И вот дошла очередь до нас. Лидия Шаляпина, игравшая Адриенну, и Н. Львов в роли Мишоне ведут диалог последнего акта. Подходит время моей реплики за кулисами. «Она меня примет, я в этом уверен» — восклицаю я и бодро выскакиваю на сцену, бросаясь перед полулежащей Адриенной на колени. Затем следовал «страстный» монолог, который я старался произнести как можно горячее. И вот, не успеваю я его окончить, как слышу из зала: «Астангов, подойдите-ка сюда!»
В полном недоумении приближаюсь к столу, за которым сидит Леонид Миронович.
— Скажите, пожалуйста, что вы хотите сказать в этом вашем монологе?
{91} Я опять пытаюсь «вскочить на коня», но Леонид Миронович меня осаживает:
— Вы попроще, попроще, чтобы я понял. Ну, говорите!
И я начинаю размеренно и, как мне кажется, очень скучно повествовать о своей страстной любви.
— Вот теперь лучше, — говорит Леонид Миронович. — Начинаю кое-что понимать.
Как часто мы слышали из его уст: «Мысль, мысль!
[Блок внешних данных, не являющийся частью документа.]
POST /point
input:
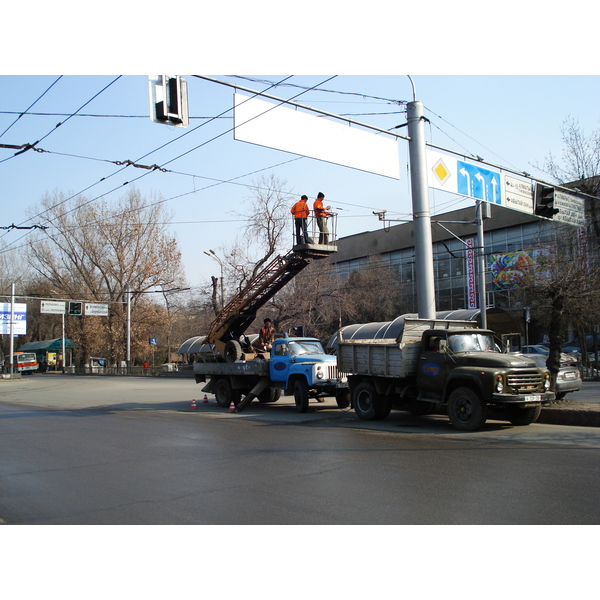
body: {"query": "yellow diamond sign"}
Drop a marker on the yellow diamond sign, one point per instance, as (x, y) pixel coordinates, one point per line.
(440, 171)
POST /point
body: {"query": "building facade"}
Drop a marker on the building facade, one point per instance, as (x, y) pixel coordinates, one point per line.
(510, 242)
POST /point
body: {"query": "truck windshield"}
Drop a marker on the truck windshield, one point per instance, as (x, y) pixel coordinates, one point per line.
(306, 347)
(471, 342)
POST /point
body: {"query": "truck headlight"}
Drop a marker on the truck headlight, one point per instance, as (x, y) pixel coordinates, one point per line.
(499, 384)
(546, 381)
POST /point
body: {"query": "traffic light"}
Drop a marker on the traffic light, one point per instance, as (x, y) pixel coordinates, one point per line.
(76, 308)
(544, 201)
(168, 100)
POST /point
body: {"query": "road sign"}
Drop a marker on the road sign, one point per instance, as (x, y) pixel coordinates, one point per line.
(570, 209)
(19, 320)
(51, 307)
(478, 182)
(96, 310)
(447, 173)
(518, 194)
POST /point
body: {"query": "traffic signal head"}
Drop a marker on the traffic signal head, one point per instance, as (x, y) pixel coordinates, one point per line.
(544, 201)
(76, 308)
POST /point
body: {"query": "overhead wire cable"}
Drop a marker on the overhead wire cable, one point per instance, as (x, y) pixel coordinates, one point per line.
(26, 111)
(122, 169)
(30, 146)
(144, 174)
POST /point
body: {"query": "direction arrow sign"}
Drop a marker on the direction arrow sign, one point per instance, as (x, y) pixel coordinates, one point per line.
(479, 183)
(51, 307)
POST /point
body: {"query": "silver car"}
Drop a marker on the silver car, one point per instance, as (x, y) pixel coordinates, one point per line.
(569, 376)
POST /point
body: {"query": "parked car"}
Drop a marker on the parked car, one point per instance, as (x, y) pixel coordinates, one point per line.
(535, 349)
(569, 376)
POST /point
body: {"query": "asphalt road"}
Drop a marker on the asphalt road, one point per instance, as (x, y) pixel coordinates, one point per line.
(105, 450)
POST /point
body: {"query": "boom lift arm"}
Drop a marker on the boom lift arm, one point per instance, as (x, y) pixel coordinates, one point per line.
(227, 330)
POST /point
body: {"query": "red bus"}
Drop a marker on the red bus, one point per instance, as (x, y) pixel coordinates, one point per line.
(23, 362)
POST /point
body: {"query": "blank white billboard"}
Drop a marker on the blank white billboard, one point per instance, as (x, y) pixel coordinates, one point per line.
(283, 128)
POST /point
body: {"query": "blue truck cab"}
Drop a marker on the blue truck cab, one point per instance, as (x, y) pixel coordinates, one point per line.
(301, 367)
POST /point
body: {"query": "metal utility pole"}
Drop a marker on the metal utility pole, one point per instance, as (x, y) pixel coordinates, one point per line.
(421, 211)
(12, 328)
(128, 296)
(481, 264)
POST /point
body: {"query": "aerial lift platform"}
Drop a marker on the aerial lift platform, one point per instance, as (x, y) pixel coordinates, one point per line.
(227, 331)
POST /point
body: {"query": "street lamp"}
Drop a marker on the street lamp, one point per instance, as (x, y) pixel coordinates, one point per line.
(212, 254)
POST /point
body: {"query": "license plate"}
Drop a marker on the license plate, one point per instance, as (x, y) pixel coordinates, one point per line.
(534, 398)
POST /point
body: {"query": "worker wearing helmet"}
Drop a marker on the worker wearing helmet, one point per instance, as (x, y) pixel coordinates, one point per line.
(321, 215)
(267, 335)
(300, 212)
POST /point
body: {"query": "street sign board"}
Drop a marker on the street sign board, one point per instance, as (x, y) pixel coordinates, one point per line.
(19, 321)
(518, 194)
(51, 307)
(471, 179)
(96, 310)
(477, 182)
(570, 209)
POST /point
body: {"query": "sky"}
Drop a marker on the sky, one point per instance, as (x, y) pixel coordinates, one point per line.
(511, 121)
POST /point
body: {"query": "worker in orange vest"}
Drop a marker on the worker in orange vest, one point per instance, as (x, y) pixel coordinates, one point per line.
(300, 212)
(321, 214)
(267, 335)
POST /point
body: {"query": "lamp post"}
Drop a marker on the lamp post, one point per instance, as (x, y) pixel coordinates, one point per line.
(212, 254)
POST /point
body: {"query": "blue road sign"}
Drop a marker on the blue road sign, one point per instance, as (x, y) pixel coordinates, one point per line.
(479, 183)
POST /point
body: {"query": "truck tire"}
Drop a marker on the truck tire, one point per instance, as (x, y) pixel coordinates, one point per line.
(269, 395)
(368, 404)
(225, 394)
(301, 394)
(233, 351)
(523, 416)
(466, 410)
(342, 398)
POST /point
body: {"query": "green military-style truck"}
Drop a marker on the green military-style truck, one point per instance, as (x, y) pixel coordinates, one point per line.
(432, 363)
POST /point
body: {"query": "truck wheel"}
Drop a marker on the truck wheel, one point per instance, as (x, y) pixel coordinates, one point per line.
(342, 398)
(269, 395)
(233, 351)
(364, 400)
(224, 393)
(301, 395)
(466, 410)
(523, 416)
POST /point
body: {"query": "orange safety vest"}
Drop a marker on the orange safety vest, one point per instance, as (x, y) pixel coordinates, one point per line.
(266, 334)
(319, 210)
(300, 210)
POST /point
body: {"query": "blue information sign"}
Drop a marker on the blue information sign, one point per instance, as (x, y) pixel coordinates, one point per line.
(479, 183)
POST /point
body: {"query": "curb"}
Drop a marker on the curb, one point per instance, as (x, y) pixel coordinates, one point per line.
(575, 417)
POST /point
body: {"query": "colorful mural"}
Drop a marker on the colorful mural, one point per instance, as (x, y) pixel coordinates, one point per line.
(510, 269)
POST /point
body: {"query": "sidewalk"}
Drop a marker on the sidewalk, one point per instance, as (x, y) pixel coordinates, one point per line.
(568, 412)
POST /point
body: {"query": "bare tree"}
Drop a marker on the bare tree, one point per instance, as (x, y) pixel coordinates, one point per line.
(96, 252)
(267, 229)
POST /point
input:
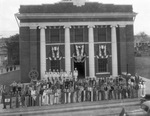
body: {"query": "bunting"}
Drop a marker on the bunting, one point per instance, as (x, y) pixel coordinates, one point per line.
(79, 53)
(55, 53)
(102, 52)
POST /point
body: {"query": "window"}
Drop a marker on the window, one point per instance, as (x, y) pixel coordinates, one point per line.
(55, 64)
(102, 34)
(55, 35)
(79, 35)
(102, 65)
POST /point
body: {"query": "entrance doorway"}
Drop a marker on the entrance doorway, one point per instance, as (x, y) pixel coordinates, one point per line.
(81, 69)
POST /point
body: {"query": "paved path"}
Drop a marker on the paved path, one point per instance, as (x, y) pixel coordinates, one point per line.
(147, 83)
(99, 108)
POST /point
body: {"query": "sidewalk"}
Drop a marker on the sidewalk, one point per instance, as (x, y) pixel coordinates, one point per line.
(105, 107)
(147, 83)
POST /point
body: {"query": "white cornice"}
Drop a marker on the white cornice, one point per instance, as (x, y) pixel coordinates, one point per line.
(73, 15)
(44, 24)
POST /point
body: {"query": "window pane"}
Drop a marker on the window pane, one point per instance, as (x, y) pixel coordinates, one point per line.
(79, 35)
(55, 35)
(102, 65)
(102, 34)
(55, 64)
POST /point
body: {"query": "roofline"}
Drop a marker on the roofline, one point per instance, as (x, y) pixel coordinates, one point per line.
(74, 15)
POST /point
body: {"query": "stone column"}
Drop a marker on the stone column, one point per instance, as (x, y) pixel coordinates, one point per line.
(91, 51)
(33, 47)
(122, 53)
(42, 51)
(114, 51)
(67, 49)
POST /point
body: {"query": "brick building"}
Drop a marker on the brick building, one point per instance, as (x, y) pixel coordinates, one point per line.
(95, 38)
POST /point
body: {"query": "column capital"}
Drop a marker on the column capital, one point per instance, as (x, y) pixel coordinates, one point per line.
(42, 27)
(33, 27)
(67, 26)
(122, 26)
(91, 26)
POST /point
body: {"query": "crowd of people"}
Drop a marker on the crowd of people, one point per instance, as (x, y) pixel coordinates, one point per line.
(62, 88)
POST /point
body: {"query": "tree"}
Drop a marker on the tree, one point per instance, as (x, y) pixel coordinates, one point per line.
(12, 44)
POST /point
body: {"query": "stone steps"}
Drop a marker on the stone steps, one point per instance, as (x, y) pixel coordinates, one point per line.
(101, 108)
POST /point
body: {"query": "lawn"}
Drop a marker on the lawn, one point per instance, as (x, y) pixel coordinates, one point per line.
(142, 66)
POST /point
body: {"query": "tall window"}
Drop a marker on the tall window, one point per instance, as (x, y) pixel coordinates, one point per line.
(79, 35)
(102, 34)
(102, 65)
(55, 64)
(55, 35)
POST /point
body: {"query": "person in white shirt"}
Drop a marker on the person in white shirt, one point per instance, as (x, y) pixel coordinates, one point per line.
(45, 76)
(75, 74)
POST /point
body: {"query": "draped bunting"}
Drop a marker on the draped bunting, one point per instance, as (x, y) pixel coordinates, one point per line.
(102, 52)
(79, 53)
(55, 53)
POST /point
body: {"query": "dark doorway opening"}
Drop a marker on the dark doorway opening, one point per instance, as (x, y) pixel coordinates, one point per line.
(81, 69)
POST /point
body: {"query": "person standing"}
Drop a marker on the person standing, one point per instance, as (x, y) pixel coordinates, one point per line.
(3, 97)
(75, 74)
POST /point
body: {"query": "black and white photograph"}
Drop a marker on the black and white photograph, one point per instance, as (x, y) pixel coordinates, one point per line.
(74, 58)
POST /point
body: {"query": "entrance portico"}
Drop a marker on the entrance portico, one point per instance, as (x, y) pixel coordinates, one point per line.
(91, 56)
(60, 37)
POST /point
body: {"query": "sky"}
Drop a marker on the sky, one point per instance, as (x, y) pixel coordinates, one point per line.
(9, 26)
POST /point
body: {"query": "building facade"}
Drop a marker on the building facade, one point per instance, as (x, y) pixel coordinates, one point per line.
(95, 38)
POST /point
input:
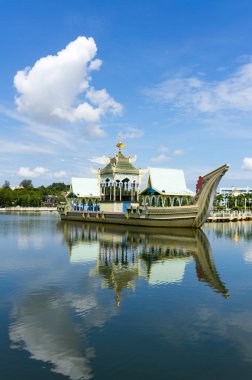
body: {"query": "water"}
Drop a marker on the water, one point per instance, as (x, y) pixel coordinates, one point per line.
(98, 302)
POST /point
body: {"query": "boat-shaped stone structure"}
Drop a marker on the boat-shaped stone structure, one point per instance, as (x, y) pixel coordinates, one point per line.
(191, 215)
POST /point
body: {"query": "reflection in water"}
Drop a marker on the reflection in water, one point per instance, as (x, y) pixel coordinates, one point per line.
(53, 321)
(159, 255)
(44, 328)
(240, 230)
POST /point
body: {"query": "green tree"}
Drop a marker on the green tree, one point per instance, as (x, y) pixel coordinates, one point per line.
(26, 183)
(6, 185)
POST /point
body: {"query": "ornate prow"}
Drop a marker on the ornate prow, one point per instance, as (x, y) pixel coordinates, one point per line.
(205, 195)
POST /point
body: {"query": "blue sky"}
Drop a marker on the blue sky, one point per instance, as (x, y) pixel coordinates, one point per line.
(173, 78)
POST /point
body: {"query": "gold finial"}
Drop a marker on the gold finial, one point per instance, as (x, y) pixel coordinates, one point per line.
(120, 145)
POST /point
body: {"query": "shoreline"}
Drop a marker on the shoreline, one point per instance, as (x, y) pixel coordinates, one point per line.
(28, 209)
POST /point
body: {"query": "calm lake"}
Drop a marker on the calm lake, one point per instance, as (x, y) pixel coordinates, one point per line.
(83, 301)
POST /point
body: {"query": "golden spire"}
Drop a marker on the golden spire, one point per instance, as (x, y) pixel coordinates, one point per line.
(120, 145)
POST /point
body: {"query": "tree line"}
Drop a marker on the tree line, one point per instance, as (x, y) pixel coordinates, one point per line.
(26, 195)
(240, 202)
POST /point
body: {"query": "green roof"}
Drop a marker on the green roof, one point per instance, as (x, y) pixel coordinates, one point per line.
(120, 163)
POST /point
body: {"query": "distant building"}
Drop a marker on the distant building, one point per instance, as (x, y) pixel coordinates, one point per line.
(236, 191)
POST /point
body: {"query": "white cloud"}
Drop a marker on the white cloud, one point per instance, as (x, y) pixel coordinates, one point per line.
(60, 174)
(163, 149)
(103, 160)
(161, 158)
(7, 146)
(131, 133)
(33, 173)
(247, 163)
(192, 93)
(178, 152)
(58, 87)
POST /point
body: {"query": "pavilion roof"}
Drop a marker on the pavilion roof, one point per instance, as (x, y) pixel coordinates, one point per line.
(119, 164)
(165, 181)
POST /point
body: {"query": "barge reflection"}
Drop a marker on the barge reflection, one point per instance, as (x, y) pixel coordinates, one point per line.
(124, 254)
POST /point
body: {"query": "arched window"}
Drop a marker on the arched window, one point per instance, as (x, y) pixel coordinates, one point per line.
(176, 202)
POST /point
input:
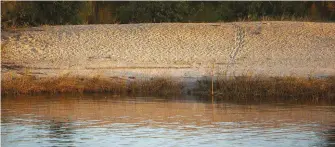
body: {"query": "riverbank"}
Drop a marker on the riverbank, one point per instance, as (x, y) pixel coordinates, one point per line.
(273, 48)
(242, 88)
(138, 58)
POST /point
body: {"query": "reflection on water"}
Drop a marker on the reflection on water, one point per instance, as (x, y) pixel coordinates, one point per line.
(144, 121)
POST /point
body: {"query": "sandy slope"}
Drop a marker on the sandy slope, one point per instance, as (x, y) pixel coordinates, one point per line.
(187, 50)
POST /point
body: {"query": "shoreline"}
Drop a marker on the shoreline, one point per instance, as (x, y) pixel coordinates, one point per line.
(272, 48)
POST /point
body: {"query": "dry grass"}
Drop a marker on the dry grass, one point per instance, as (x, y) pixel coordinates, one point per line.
(14, 85)
(261, 88)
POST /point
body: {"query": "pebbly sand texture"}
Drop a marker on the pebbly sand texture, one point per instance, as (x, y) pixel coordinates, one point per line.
(172, 49)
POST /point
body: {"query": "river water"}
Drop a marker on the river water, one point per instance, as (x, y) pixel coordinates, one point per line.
(104, 120)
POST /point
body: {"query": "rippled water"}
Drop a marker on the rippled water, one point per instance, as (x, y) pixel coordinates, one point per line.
(147, 121)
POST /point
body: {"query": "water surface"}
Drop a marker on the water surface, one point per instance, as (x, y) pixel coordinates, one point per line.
(103, 120)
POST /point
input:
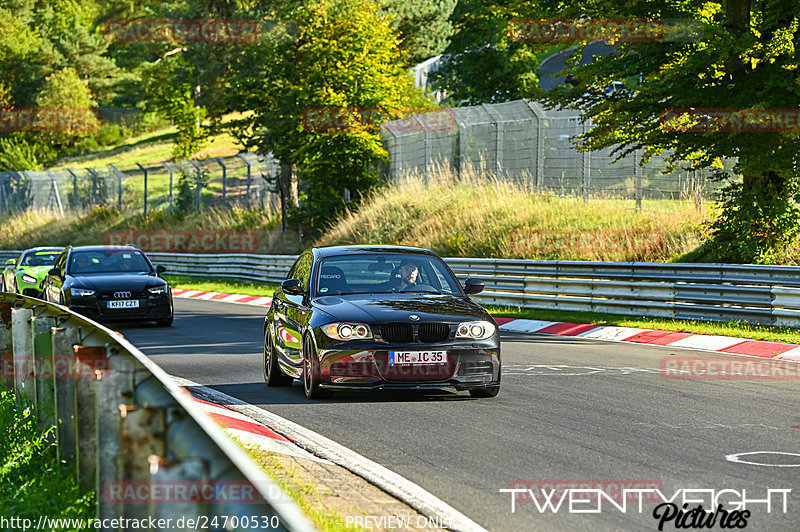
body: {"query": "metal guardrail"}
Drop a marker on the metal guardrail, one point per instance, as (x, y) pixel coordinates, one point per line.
(126, 429)
(768, 295)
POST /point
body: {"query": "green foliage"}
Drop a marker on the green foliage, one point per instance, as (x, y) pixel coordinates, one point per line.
(32, 481)
(341, 55)
(482, 64)
(66, 96)
(759, 225)
(423, 26)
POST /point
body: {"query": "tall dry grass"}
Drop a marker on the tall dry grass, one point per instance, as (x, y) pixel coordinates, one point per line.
(472, 216)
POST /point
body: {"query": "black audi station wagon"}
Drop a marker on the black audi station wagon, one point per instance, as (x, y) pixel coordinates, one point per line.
(110, 283)
(379, 317)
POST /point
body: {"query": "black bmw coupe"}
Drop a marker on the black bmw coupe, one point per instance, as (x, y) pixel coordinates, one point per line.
(379, 317)
(110, 283)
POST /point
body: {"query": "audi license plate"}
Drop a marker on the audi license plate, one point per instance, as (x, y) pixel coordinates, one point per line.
(417, 357)
(124, 303)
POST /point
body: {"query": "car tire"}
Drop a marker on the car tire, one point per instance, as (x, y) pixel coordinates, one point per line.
(311, 372)
(487, 391)
(273, 375)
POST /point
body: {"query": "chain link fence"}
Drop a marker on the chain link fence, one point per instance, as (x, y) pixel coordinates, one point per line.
(521, 141)
(186, 185)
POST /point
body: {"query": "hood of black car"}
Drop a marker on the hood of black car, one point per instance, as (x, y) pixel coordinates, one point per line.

Не понимаю!»
И когда мне выпало счастье начать работу над Раскольниковым, то главное, чего от меня добивался Леонид Миронович, — это раскольниковской «мысли», основной движущей силы, пружины его поступков.
Очень запомнился мне отрывок, выбранный одним из наших студийцев из «Смерти Иоанна Грозного» А. К. Толстого, — сцена царя с Гарабурдой. До сих пор звучит в ушах фраза: «Впустить посла, но почестей ему не надо никаких!» Причем вторая часть этой фразы говорилась вдогонку, почти криком: «… но почестей ему не надо никаких!» И уже про себя: «Я баловать Батура боле не намерен!»
Леонид Миронович требовал максимальной сосредоточенности, собранности от исполнителя роли Грозного, подозревающего крамолу, заговор. Должен сказать, что лишь в очень редких случаях Леонид Миронович прибегал к личному показу. Если он иногда и позволял себе это, то чаще всего по поводу роли и в обстоятельствах, не имевших места в данном отрывке.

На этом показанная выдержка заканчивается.